Cette symétrie est trompeuse.
Elle est trompeuse dans les faits, s'agissant de l'accouchement sous X. Dans la plupart des cas, le père n'apparaît pas dans la procédure.
Elle est également trompeuse juridiquement car ni la manière dont le secret se constitue ni les conséquences de la révélation d'identité ne seront identiques.
1. Le secret de l'identité du père ne sera pas obligatoirement demandé par lui
A l'heure actuelle, il n'y a pas de secret organisé s'agissant du père de naissance. Le projet de loi prévoit que la mère pourra laisser dans le dossier le nom du père. Il ne reviendrait pas au Conseil national de communiquer le nom du père sans son accord. Il y aura donc de facto constitution d'un secret que le père n'aura pas demandé lui-même . Il peut paraître paradoxal qu'un texte destiné à favoriser l'accès aux origines aboutisse à créer un secret à l'égard du père .

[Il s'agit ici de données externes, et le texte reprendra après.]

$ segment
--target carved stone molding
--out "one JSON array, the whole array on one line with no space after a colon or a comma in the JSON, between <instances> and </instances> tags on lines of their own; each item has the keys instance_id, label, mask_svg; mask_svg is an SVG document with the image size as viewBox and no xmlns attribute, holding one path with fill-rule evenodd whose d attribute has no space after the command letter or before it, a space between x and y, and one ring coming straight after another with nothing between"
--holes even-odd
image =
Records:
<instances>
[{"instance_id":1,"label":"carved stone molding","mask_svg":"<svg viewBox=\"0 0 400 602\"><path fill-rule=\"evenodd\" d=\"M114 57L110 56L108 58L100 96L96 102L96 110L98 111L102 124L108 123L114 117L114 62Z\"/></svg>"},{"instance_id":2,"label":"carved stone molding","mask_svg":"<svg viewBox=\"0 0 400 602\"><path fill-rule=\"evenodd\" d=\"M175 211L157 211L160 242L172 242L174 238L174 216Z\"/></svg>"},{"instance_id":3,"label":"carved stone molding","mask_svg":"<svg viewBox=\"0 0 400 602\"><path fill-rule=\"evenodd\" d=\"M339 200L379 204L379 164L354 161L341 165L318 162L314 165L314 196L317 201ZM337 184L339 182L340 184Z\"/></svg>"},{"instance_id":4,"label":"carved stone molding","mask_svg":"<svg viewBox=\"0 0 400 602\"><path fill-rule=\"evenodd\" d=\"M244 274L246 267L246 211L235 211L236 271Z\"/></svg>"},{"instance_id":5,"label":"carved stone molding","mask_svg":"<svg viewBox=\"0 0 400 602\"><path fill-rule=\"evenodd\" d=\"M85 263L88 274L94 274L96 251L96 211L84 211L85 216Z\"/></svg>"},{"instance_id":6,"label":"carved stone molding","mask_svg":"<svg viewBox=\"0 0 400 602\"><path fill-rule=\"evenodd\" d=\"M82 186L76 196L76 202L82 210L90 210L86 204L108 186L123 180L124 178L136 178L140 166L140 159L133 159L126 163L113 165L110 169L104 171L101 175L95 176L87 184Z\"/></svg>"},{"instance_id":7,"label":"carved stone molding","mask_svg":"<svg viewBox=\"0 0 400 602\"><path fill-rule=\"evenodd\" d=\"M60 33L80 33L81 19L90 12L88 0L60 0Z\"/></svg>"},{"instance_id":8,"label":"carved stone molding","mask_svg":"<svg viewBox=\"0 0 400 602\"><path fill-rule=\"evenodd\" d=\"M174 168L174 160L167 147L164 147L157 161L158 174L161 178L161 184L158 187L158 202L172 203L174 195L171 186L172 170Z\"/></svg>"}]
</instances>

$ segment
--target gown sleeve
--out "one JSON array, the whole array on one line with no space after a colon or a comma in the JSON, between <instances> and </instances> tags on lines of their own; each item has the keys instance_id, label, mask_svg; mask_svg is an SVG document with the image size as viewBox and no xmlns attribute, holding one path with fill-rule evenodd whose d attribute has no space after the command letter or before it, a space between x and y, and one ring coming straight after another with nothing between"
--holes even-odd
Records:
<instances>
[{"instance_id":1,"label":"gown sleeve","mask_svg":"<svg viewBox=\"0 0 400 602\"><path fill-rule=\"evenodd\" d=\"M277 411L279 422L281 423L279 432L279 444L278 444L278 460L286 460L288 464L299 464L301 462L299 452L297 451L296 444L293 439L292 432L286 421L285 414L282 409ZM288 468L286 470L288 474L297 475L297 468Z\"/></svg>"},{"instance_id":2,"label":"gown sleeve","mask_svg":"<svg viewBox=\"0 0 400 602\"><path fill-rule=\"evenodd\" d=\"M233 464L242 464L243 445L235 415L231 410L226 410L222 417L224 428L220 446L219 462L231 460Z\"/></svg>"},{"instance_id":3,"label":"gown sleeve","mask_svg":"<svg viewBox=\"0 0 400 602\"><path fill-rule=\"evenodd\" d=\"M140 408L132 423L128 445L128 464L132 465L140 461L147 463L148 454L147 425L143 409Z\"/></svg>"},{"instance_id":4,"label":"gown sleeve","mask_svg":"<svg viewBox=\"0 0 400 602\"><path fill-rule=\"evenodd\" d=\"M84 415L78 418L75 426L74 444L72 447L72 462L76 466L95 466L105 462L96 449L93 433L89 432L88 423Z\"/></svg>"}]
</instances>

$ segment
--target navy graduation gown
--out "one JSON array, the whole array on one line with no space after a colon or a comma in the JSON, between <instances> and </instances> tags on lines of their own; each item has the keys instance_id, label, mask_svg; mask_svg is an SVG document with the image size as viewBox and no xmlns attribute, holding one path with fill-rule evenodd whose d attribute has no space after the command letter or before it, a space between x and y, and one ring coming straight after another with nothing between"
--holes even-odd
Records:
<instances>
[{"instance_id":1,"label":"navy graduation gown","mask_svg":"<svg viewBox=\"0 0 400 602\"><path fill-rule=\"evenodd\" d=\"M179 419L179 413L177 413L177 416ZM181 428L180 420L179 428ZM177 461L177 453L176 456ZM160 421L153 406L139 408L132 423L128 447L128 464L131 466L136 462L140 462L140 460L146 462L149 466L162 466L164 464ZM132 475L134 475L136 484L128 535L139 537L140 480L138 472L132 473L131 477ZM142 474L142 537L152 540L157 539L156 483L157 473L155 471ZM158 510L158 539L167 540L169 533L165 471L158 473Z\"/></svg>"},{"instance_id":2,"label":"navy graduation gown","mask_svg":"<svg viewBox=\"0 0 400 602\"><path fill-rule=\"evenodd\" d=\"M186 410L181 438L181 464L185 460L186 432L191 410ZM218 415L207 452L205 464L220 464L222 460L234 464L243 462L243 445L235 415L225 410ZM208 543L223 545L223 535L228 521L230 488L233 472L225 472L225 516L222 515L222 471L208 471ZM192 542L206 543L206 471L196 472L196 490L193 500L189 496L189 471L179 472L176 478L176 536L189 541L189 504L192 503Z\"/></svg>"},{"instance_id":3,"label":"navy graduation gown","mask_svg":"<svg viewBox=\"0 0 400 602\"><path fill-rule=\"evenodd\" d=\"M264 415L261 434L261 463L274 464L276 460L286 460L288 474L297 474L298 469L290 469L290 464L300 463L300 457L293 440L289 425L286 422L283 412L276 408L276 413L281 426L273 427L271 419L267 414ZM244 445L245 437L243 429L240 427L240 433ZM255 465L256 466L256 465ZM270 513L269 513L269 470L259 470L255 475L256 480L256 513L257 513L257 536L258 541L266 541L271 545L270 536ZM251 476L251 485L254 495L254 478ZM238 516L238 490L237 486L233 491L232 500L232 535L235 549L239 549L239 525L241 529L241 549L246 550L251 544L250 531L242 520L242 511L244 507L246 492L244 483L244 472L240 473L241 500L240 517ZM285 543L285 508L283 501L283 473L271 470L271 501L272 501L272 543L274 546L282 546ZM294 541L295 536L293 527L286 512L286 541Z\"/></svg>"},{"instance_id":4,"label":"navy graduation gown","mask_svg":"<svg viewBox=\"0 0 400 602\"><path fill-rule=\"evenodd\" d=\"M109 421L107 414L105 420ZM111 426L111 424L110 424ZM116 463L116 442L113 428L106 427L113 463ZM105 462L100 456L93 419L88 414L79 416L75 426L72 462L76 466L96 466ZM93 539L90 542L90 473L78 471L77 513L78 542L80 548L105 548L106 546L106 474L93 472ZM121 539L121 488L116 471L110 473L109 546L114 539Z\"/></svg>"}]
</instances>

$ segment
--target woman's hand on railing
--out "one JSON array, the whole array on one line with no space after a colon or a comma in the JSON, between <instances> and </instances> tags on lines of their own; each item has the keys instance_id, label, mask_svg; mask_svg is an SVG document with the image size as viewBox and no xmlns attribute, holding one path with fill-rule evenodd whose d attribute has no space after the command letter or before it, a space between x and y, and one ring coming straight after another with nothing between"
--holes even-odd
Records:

2. La levée de l'identité du père peut avoir des conséquences sur la filiation
Les mères sont protégées d'une action en recherche de maternité par les dispositions de l'article 341 du code civil.
Les pères ne sont pas protégés d'une action en recherche de paternité.
L'article L. 146-4-1 introduit par l'Assemblée nationale dans le code de l'action sociale et des familles indique certes que l'accès d'une personne à ses origines est sans effet sur la filiation. Il n'empêchera pas le déclenchement d'une action en recherche de paternité qui, elle, aura des effets sur la filiation .
Cette action est certes limitée dans le temps : en application de l'article 340 du code civil, elle ne peut être entreprise que deux ans après la naissance, ou après la cessation des relations entre le père et la mère, ou deux ans après la majorité de l'enfant . Elle ne sera en tout état de cause pas possible si l'enfant a été adopté de manière plénière puisque la nouvelle filiation se substitue à l'ancienne. Cette action peut être intentée contre le père lui-même ou contre ses héritiers ( art. 340-3 ).
3. Un père peut être privé malgré lui de sa paternité
La père peut être privé de sa paternité par le fait d'un accouchement sous X, même en cas de reconnaissance prénatale de l'enfant. En théorie, il pourrait reconnaître l'enfant dans le délai de deux mois précédant son placement pour adoption. Mais en pratique, il lui est difficile de désigner l'enfant, l'accouchement étant censé n'être pas intervenu (Cour d'appel de Riom, 16 décembre 1997 ).
Il serait souhaitable que des procédures soient mises en place mettant en relation les enfants non reconnus par leur mère et les reconnaissances prénatales des pères, de manière à permettre à un père ayant reconnu son enfant avant sa naissance de pouvoir désigner son enfant dans le délai de deux mois après sa naissance.